Fighting Mad (1976):

Trucking back to his Arkansas hometown with his young son in tow, Peter Fonda soon finds the pastoral idyll of the ranching community mauled by good ol' boy corruption and big business landgrabbers. When the usual corporate goons bump off his troublemaking bro, he trades in his Easy Rider placidity for Billy Jack stripes. Whoopass time. The final entry in Jonathan Demme's pre-Handle with Care exploitation troika, this Corman-produced revenge drama isn't nearly as rich or as much fun as his other quickies, Caged Heat and Crazy Mama. Stuck with Fonda's scarecrow avenger, the movie can't channel the bloody single-mindedness that gives Walking Tall or Rolling Thunder their dubious effectiveness.
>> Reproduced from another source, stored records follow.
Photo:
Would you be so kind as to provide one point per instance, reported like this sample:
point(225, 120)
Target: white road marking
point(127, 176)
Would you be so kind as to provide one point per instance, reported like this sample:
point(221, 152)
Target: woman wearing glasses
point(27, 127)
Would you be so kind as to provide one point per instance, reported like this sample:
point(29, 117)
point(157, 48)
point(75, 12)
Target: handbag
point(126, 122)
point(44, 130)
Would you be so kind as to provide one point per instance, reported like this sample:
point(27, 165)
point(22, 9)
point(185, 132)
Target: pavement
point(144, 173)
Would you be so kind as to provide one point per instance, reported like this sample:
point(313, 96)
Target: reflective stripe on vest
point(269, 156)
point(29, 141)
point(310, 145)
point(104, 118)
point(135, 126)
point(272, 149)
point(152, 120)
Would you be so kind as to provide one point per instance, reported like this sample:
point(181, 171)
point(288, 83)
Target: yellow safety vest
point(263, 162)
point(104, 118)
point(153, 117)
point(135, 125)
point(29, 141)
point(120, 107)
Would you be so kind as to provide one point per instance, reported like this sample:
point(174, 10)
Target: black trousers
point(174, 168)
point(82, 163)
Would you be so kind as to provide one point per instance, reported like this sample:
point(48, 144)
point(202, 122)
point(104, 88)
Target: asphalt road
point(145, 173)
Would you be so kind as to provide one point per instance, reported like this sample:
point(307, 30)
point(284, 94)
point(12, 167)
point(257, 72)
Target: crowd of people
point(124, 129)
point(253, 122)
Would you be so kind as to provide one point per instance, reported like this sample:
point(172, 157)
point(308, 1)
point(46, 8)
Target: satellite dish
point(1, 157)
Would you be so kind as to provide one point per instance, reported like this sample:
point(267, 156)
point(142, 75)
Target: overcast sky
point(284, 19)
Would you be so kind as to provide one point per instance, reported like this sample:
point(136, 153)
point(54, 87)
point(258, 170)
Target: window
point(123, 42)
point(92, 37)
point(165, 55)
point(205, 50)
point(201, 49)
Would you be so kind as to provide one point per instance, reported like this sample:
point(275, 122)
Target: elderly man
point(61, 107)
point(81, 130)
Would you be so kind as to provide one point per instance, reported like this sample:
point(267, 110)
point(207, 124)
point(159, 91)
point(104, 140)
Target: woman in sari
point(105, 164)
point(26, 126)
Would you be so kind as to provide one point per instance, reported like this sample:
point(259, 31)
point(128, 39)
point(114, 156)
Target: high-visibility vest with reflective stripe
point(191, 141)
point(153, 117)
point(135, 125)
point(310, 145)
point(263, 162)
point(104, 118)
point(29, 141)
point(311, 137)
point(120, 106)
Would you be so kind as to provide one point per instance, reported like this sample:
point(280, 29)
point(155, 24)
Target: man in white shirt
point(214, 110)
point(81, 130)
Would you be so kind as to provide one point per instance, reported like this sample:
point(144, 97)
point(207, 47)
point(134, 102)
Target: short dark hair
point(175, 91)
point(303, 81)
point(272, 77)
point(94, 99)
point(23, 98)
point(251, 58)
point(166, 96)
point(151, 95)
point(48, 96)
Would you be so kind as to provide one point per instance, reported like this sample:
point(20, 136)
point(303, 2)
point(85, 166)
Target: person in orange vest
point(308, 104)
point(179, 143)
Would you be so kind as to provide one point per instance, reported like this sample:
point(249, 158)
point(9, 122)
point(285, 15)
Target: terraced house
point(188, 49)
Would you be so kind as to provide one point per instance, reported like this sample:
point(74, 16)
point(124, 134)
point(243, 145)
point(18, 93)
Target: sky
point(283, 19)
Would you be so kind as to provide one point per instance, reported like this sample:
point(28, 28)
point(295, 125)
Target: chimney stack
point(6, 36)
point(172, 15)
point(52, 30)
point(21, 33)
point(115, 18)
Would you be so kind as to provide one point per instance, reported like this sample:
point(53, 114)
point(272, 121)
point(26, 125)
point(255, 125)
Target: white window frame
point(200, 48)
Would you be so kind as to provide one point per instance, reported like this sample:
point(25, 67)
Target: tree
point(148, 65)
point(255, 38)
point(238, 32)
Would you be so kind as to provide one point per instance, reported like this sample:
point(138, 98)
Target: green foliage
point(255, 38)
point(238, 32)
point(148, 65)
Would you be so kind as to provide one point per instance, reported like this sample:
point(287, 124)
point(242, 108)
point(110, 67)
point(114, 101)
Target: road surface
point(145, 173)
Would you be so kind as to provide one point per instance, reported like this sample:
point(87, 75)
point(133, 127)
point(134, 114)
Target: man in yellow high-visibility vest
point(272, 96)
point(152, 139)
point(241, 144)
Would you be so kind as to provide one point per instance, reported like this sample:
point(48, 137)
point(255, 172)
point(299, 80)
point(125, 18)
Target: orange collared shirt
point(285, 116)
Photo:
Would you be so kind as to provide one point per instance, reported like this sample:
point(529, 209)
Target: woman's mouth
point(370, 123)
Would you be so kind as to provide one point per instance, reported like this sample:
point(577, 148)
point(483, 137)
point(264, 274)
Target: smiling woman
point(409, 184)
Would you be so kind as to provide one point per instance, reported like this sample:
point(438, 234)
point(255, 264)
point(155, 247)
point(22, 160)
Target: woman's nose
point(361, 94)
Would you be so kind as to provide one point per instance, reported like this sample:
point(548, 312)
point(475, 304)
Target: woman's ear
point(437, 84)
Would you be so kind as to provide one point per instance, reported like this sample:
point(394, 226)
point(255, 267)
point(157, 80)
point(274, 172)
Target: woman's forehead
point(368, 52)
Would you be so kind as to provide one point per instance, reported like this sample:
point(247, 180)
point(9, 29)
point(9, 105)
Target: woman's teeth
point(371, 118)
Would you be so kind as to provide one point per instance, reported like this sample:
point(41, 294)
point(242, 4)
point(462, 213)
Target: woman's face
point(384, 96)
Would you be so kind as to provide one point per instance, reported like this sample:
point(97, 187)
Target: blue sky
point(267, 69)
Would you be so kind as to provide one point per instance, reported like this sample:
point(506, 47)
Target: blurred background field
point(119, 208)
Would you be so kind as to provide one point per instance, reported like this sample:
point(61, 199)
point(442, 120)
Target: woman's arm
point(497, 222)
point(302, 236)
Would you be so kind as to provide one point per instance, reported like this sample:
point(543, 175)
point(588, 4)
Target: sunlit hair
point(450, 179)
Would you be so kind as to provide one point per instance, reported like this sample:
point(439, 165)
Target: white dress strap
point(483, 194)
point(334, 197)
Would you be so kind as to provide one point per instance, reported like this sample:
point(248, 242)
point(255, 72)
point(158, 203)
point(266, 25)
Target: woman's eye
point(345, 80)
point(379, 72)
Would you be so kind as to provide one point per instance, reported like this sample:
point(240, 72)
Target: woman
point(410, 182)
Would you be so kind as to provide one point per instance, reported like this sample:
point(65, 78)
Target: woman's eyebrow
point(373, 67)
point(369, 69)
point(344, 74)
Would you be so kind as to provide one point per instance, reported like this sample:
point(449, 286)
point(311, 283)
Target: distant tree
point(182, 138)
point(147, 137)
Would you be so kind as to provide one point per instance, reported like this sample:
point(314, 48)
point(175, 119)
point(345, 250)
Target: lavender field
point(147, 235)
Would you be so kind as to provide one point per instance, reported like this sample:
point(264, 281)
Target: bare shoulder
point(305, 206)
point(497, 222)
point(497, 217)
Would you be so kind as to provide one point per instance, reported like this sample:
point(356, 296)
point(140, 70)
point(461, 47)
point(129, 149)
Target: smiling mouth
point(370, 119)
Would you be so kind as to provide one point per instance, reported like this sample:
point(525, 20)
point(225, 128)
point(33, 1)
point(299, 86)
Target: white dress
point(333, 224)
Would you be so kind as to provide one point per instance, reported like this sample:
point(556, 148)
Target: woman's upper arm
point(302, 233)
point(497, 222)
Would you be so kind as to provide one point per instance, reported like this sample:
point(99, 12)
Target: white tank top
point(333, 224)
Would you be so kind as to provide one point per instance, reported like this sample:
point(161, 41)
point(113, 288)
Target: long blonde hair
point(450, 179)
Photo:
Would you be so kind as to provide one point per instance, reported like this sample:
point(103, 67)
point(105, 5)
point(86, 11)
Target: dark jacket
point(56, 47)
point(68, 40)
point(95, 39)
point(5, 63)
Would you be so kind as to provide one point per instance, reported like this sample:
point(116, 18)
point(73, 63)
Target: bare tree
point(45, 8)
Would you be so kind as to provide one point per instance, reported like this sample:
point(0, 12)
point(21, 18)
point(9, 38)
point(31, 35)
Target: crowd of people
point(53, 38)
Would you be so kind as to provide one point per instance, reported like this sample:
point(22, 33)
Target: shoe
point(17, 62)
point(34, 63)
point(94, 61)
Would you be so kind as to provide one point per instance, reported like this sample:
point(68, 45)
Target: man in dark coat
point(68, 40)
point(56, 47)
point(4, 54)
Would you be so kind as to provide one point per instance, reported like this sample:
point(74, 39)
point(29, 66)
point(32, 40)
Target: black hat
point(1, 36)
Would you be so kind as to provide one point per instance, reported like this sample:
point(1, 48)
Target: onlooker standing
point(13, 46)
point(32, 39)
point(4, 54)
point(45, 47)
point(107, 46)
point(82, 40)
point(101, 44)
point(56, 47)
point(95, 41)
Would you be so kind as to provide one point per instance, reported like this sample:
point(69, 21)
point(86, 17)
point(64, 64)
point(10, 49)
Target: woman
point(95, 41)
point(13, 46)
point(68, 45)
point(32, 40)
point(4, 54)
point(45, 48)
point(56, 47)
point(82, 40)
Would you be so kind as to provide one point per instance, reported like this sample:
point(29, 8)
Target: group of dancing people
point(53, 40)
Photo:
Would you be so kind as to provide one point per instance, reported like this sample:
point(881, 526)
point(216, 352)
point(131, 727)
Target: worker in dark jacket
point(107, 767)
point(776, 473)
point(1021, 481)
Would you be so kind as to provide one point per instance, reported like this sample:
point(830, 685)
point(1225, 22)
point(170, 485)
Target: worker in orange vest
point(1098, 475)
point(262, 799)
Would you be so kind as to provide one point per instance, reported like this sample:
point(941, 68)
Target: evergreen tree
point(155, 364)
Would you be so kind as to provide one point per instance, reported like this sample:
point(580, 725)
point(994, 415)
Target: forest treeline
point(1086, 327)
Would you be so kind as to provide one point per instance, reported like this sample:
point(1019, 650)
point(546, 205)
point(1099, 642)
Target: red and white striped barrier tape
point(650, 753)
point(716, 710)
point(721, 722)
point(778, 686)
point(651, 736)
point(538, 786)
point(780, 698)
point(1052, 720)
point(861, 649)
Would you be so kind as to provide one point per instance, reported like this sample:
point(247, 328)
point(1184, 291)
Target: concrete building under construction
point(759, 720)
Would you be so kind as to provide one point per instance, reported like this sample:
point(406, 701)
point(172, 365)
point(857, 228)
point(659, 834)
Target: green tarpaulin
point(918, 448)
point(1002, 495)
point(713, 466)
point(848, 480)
Then again, a successful gorge-riser would mean chilling Demme's essentially populist warmth -- soaking in a genre guided by grinding brutality, the director's eye gravitates to human detailing, hanging out in a honky tonk dive or doting over an old farmer reading to his little grandson. (His Silence of the Lambs pedigree notwithstanding, Demme has always delved into violence dragging his feet.) Also with John Doucette, Philip Carey, Lynn Lowry, Harry Northup, and Scott Glenn.